The worship service I have been helping to lead for nearly 4 years now made a big transition this week. We moved out of the Morton Theatre and into the fellowship hall of our church building. This is a good transition for us for many reasons. The new space enables a lot of community activities that the theatre space inhibited. It seriously cuts down on our set-up and tear-down time, and it saves the church money. I have long felt uncomfortable with the way leading church from a proscenium stage makes worship seem too much like a concert or show.
Nevertheless, transitions lead one to reflect on all the good things we are leaving behind. I’ve been thinking about other transitions from my life, and thought I should perhaps reflect on this closing era for me.

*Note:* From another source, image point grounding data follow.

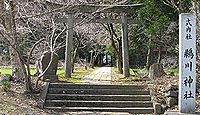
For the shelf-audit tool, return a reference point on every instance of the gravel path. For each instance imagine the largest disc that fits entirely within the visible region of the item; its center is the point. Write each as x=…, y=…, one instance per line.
x=100, y=76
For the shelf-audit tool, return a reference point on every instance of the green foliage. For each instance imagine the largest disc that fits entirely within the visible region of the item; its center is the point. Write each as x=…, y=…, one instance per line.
x=5, y=85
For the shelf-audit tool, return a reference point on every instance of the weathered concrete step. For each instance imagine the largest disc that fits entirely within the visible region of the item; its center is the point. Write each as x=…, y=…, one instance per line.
x=80, y=103
x=90, y=86
x=99, y=97
x=144, y=110
x=98, y=91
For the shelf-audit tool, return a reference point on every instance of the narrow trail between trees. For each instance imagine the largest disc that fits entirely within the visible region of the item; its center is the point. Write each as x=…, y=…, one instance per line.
x=100, y=76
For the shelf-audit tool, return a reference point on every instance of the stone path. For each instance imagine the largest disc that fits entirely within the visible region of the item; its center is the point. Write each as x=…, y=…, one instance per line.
x=100, y=76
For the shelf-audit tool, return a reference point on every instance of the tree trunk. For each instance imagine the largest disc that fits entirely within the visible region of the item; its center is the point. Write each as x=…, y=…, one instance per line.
x=149, y=55
x=159, y=54
x=74, y=58
x=117, y=52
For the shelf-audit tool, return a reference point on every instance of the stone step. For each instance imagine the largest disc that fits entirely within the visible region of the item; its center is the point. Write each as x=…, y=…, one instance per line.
x=80, y=103
x=92, y=86
x=98, y=91
x=99, y=97
x=145, y=110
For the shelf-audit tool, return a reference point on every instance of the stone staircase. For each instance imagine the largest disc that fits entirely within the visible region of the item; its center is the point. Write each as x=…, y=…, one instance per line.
x=134, y=99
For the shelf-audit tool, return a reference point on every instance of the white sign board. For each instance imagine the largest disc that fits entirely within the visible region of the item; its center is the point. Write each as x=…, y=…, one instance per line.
x=187, y=62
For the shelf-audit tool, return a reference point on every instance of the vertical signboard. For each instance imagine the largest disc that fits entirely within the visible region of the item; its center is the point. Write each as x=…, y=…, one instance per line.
x=187, y=62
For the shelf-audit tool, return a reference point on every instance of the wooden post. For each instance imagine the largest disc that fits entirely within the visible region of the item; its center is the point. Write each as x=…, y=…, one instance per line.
x=69, y=46
x=125, y=54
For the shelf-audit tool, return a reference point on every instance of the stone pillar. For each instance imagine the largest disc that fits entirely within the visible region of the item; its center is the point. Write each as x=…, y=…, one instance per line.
x=125, y=54
x=69, y=45
x=187, y=62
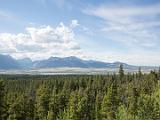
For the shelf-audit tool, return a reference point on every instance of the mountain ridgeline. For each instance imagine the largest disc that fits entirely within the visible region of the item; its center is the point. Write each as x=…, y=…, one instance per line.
x=9, y=63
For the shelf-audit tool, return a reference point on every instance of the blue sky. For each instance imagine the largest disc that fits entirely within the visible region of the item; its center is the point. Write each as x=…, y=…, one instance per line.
x=106, y=30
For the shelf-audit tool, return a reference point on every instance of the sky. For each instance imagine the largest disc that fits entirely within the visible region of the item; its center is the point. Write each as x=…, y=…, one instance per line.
x=105, y=30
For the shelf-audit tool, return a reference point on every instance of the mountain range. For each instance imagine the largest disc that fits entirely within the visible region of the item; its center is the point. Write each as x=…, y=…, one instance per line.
x=8, y=63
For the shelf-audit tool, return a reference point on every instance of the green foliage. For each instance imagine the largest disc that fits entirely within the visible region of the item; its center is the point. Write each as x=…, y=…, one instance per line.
x=132, y=96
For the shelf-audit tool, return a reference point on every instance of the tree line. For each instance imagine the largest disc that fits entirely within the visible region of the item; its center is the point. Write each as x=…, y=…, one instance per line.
x=122, y=96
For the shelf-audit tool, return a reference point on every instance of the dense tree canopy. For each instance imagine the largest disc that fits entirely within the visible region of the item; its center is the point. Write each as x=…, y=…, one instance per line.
x=130, y=96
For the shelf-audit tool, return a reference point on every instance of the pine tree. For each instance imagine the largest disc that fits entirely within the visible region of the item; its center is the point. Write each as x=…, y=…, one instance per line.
x=2, y=104
x=110, y=103
x=121, y=73
x=42, y=102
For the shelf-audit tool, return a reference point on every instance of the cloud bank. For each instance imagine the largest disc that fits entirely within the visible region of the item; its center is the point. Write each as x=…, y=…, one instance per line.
x=41, y=42
x=130, y=25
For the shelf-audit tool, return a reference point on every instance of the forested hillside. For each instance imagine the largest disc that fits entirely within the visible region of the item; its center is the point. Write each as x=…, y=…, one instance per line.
x=132, y=96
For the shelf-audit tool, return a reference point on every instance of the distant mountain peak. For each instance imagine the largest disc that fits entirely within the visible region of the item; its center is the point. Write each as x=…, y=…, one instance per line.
x=7, y=62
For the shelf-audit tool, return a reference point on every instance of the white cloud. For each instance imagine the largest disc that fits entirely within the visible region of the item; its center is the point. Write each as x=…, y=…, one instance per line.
x=130, y=25
x=74, y=23
x=41, y=42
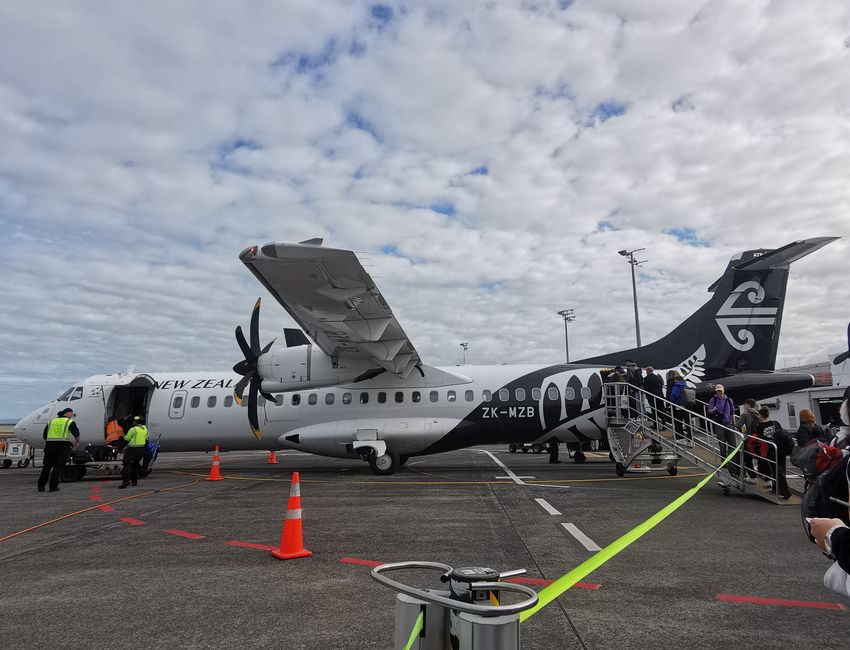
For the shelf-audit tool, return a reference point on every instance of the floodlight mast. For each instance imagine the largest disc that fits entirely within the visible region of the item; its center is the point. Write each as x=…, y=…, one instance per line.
x=568, y=316
x=634, y=263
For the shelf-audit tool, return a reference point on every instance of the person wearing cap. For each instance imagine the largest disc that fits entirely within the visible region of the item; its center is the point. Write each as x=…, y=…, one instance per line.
x=57, y=447
x=136, y=439
x=810, y=430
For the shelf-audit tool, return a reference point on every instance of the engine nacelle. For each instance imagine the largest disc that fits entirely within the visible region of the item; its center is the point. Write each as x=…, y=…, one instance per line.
x=306, y=366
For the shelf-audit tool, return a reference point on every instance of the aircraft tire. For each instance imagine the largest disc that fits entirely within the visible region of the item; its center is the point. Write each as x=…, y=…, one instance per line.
x=384, y=465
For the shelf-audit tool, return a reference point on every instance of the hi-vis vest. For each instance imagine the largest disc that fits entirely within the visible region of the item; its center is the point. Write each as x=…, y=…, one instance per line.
x=137, y=436
x=59, y=430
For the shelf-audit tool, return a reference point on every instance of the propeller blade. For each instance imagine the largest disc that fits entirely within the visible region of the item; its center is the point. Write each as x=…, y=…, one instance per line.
x=255, y=329
x=252, y=410
x=243, y=344
x=240, y=388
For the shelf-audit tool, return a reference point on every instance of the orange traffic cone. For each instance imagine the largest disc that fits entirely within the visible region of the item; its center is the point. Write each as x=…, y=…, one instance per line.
x=215, y=471
x=291, y=543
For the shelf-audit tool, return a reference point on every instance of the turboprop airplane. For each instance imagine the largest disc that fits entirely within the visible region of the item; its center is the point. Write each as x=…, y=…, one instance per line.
x=351, y=384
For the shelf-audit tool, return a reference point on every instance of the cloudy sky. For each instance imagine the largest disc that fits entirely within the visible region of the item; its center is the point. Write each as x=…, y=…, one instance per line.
x=488, y=159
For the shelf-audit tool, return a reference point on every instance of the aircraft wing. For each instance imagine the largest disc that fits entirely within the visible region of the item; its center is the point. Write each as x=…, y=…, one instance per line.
x=334, y=300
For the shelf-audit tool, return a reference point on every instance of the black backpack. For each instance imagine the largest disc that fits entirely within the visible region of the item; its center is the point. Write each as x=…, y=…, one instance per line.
x=831, y=483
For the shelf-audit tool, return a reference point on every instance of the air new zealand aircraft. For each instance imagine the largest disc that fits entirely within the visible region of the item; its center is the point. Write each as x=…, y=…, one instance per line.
x=351, y=384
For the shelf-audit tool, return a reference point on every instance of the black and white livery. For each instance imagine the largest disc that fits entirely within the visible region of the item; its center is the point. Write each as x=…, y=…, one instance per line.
x=350, y=383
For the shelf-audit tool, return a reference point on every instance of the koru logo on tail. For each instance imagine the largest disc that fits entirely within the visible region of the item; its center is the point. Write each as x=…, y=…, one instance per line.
x=742, y=317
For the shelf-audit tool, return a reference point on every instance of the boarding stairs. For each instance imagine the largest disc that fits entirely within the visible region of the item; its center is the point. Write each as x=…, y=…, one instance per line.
x=646, y=432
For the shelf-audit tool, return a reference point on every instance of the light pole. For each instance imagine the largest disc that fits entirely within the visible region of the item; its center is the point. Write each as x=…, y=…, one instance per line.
x=568, y=316
x=634, y=263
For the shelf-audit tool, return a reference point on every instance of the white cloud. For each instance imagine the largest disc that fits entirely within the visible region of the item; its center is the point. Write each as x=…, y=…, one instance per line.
x=145, y=147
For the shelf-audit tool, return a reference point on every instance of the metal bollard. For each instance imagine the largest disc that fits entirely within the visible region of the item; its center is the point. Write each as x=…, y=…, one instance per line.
x=471, y=609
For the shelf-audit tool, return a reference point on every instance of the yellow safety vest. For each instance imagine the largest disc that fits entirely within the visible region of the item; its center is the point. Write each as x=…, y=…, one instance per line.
x=137, y=436
x=59, y=430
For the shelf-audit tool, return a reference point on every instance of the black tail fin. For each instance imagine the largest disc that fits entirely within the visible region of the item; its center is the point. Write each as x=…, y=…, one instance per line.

I remember vividly my first day at the Morton. I was adjusting to my new life in Athens, after living here for maybe a month. I was frustrated because I missed Centrepointe quite a bit, and hadn’t felt especially welcomed or at home in any of the churches I visited, though I did see places I could perhaps use the gifts I had developed in college, which was important to me. The only reason I went to the Morton at all was that a friend suggested it. I didn’t see myself in such a large congregation or such a rock-toned service. Within a week, though, I knew that God had prepared a place for me here. For one thing, it was the last week of the band’s violin player, Andre. I talked to Julie after church about playing and singing, and I got an email a few days later asking me to participate in an offertory. Even though I arrived alone and sat toward the edge, several people were very welcoming to me. I know that this hasn’t been everyone’s experience in this service, but it was a clear signal to me that this was my place.
Since then I’ve rarely missed a Sunday playing with some of the best musicians I have ever been around. I’ve learned a lot about the Christian life from the people I’ve met at the morton. A lot of those things have surprised me. I know that none of these things are changing in our new space, but the old theatre was special because it was the site of these important relationships that helped me acclimate to my current stage of life in the south.
Our first service in our new space had a feeling of excitement and community. I could see the people, and there was space for us all to hang around afterwards. I have really missed feeling like that fellowship time was encouraged. I can’t wait to see what God has in store for us in the upcoming years. God has really shown me through this church, and through my previous church homes that there will always be a place for me wherever I move. None of these places are perfect, but they are all beautiful.